Fast forward to two months later, at my daughter’s two-month well baby check-up. Imagine my shock when my pediatrician said it was time to vaccinate her for whooping cough, diptheria, tetanus, pneumococcal disease (PCV), rotavirus, and Hib meningitis. Huh? What? I was completely unprepared. I had never even heard of rotavirus, pneumococcal disease or HiB, so I said yes to the whooping cough vaccination combination (DTaP), and refused the other three so that I could go home and do a little reading up on the subject.
I’m sure I’m not alone here. The first eight weeks postpartum were my babymoon. I was deeply in love and getting to know this new little amazing being in my life. The sudden onslaught of recommended vaccinations completely took me by surprise. If you’re going to be an informed consumer of childbirth, you need to extend your information to the world of vaccinations. In the United States, a child will receive 36 vaccinations by the time they’re five. That’s a whole lot of injections. Inside each injection is a certain quantity of aluminum and formaldehyde as well as the virus or bacteria you’re vaccinating against. California passed a law to prevent drug manufacturers using thimerosol (mercury) as a preservative in vaccines for children under the age of five because of fears of nervous system damage, but there are still some vaccines that have it.
So, what can you do? Educate yourself early, before that two-month well baby check-up comes around. This article is not written to advise you to vaccinate or not vaccinate your child. That is a personal decision that only you can make. Instead, be prepared and do your background research into the vaccines that are used in your area. In California, we have the Hepatitis B vaccine that a baby is injected with at birth, and then there are recommended vaccines for two months, four months, six months, twelve months, fifteen months, eighteen months, and another batch before the child starts kindergarten.

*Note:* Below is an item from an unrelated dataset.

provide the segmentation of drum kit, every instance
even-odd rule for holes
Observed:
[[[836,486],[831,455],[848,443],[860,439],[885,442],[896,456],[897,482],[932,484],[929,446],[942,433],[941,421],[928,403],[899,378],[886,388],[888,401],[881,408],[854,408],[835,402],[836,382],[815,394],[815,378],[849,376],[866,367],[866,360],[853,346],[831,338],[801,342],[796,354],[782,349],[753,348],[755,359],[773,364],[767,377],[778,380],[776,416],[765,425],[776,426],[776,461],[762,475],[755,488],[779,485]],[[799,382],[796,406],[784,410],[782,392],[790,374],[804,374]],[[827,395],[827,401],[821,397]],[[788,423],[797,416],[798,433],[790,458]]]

Here’s what I did. First of all, I went online to see what the recommended vaccine schedule was for children in California. Then I compared that with the recommended vaccine schedule from 1974 to get a sense for what the bare bones vaccinations were forty years ago. Then I looked at vaccine schedules that other countries use. And then I started reading books. There are two books that I recommend. One is “The Vaccine Guide,” by Randall Neustaedter, O.M.D., and the other one is “The Vaccine Book,” by Robert W. Sears. And finally, I visited a naturopathic physician and asked him about alternatives to vaccinations. He didn’t recommend or not recommend vaccinating my child, but he did emphasize to me that I can always delay vaccinations. It’s ok to wait. I don’t need to follow the recommended schedule, and there are catch-up schedules that I can follow instead of the regular schedule. If my child catches one of those childhood illnesses that we vaccinate against, we also discussed ways to boost my child’s immune system to minimize the impact of illness on her. He uses homeopathy, which is incredibly effective against childhood illnesses, both in prevention and minimization. Also, I spoke with my pediatrician about spacing out vaccinations so that my baby would only have one injection per visit. It would require more visits, but there is less chance of overwhelming my child’s immune system with too many vaccinations at once.
Be ready for childhood vaccinations before they overwhelm you. Whether you decide to follow the recommended schedule or the catch-up schedule or choose alternatives to vaccination, it’s up to you to research the benefits and the risks of vaccination and to be confident in the decisions you make for your child’s health. There’s a lot of hype in the media from both the pro- and the anti- vaccine groups. It’s up to you to decide what’s best for your child.